Echinodorus longiscapus is a perennial, aquatic plant of the Alismataceae, native to South America (Brazil, Paraguay, Uruguay and Argentina). It is cultivated as a pond or aquarium plant.

==Description==
Leaves long-petioled, petioles 1.5 - 3 x longer than the blades. Blades oval, ovate or cordate, at the tip obtuse or shortly acuminate, at the base lobate or abrupt, 9 – 11 cm long x 7 – 8 cm wide, in the terrestrial forms often only 3 cm long x 2 cm wide. Submersed blades oval or ovate, often nearly rounded. Blades trimmed with pellucid lines to 2 mm long. Stem erect, longer than the leaves, glabrous or rarely scabrous, 30 – 80 cm long.
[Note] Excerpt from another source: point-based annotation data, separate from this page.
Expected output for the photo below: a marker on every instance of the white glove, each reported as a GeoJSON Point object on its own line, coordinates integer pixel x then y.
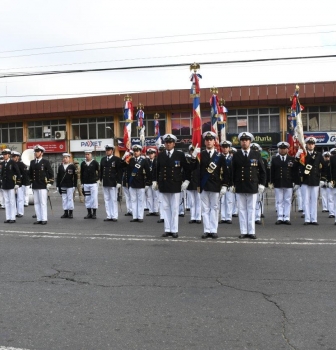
{"type": "Point", "coordinates": [298, 153]}
{"type": "Point", "coordinates": [155, 186]}
{"type": "Point", "coordinates": [185, 185]}
{"type": "Point", "coordinates": [196, 151]}
{"type": "Point", "coordinates": [125, 155]}
{"type": "Point", "coordinates": [223, 191]}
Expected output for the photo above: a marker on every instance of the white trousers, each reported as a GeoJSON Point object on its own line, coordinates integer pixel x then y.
{"type": "Point", "coordinates": [170, 210]}
{"type": "Point", "coordinates": [226, 203]}
{"type": "Point", "coordinates": [327, 200]}
{"type": "Point", "coordinates": [309, 200]}
{"type": "Point", "coordinates": [20, 198]}
{"type": "Point", "coordinates": [209, 201]}
{"type": "Point", "coordinates": [283, 199]}
{"type": "Point", "coordinates": [111, 202]}
{"type": "Point", "coordinates": [152, 201]}
{"type": "Point", "coordinates": [40, 204]}
{"type": "Point", "coordinates": [246, 211]}
{"type": "Point", "coordinates": [26, 194]}
{"type": "Point", "coordinates": [259, 205]}
{"type": "Point", "coordinates": [67, 198]}
{"type": "Point", "coordinates": [137, 202]}
{"type": "Point", "coordinates": [194, 200]}
{"type": "Point", "coordinates": [9, 197]}
{"type": "Point", "coordinates": [91, 196]}
{"type": "Point", "coordinates": [127, 199]}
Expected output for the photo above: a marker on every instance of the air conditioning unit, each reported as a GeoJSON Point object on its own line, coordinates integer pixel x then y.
{"type": "Point", "coordinates": [60, 135]}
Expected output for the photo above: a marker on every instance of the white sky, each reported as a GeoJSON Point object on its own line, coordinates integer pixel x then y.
{"type": "Point", "coordinates": [143, 32]}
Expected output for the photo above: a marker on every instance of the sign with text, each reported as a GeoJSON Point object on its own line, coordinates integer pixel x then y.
{"type": "Point", "coordinates": [92, 145]}
{"type": "Point", "coordinates": [50, 146]}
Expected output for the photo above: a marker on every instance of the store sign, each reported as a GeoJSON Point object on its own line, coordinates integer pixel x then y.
{"type": "Point", "coordinates": [262, 138]}
{"type": "Point", "coordinates": [49, 146]}
{"type": "Point", "coordinates": [12, 146]}
{"type": "Point", "coordinates": [93, 145]}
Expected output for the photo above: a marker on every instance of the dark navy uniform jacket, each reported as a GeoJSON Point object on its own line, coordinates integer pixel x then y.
{"type": "Point", "coordinates": [248, 172]}
{"type": "Point", "coordinates": [110, 171]}
{"type": "Point", "coordinates": [283, 172]}
{"type": "Point", "coordinates": [307, 176]}
{"type": "Point", "coordinates": [214, 170]}
{"type": "Point", "coordinates": [168, 172]}
{"type": "Point", "coordinates": [40, 174]}
{"type": "Point", "coordinates": [66, 178]}
{"type": "Point", "coordinates": [10, 174]}
{"type": "Point", "coordinates": [138, 173]}
{"type": "Point", "coordinates": [89, 173]}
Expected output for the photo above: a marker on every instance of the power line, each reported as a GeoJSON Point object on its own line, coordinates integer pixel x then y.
{"type": "Point", "coordinates": [170, 36]}
{"type": "Point", "coordinates": [13, 75]}
{"type": "Point", "coordinates": [167, 43]}
{"type": "Point", "coordinates": [176, 56]}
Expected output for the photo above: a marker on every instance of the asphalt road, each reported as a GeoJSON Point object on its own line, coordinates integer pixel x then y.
{"type": "Point", "coordinates": [90, 284]}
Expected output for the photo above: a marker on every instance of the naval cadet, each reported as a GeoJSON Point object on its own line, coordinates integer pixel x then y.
{"type": "Point", "coordinates": [42, 177]}
{"type": "Point", "coordinates": [20, 192]}
{"type": "Point", "coordinates": [10, 179]}
{"type": "Point", "coordinates": [89, 178]}
{"type": "Point", "coordinates": [249, 178]}
{"type": "Point", "coordinates": [110, 175]}
{"type": "Point", "coordinates": [214, 180]}
{"type": "Point", "coordinates": [283, 177]}
{"type": "Point", "coordinates": [309, 176]}
{"type": "Point", "coordinates": [138, 181]}
{"type": "Point", "coordinates": [168, 179]}
{"type": "Point", "coordinates": [66, 183]}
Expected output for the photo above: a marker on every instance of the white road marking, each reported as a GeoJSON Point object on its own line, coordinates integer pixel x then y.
{"type": "Point", "coordinates": [181, 239]}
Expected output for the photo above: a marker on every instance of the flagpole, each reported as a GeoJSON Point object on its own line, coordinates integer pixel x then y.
{"type": "Point", "coordinates": [195, 95]}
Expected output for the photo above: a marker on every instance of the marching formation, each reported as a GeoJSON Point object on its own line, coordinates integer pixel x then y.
{"type": "Point", "coordinates": [220, 183]}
Inflorescence racemose having 3 - 9 whorls containing 6 - 12 flowers each, proliferous. Bracts as long as the pedicels, or hardly longer, to 1.5 cm long, having 9 - 11 ribs and membraneous margins. Pedicels usually 1 - (2.5) cm long, sepals 5 – 6 mm long having 16 - 20 undistinct ribs, petals white, 1.7 – 2 cm long, corolla 2.5 – 4 cm in diameter. Stamens 20 - 25, anthers as long as the filaments, pistils numerous. Aggregate fruit globular or ovate, 5 – 7 mm in diameter. Achenes 2 - 2.3 mm long x 0.9 – 1 mm wide having usually 4 lateral ribs and (1) - 3 glands placed in a row in the upper half of the body. Beak erect or bent, 0.5 mm long.

==Cultivation==
Propagated by division or adventitious plantlets. Seeds germinate freely. Easy to cultivate and seems to withstand a wide range of water conditions and temperatures.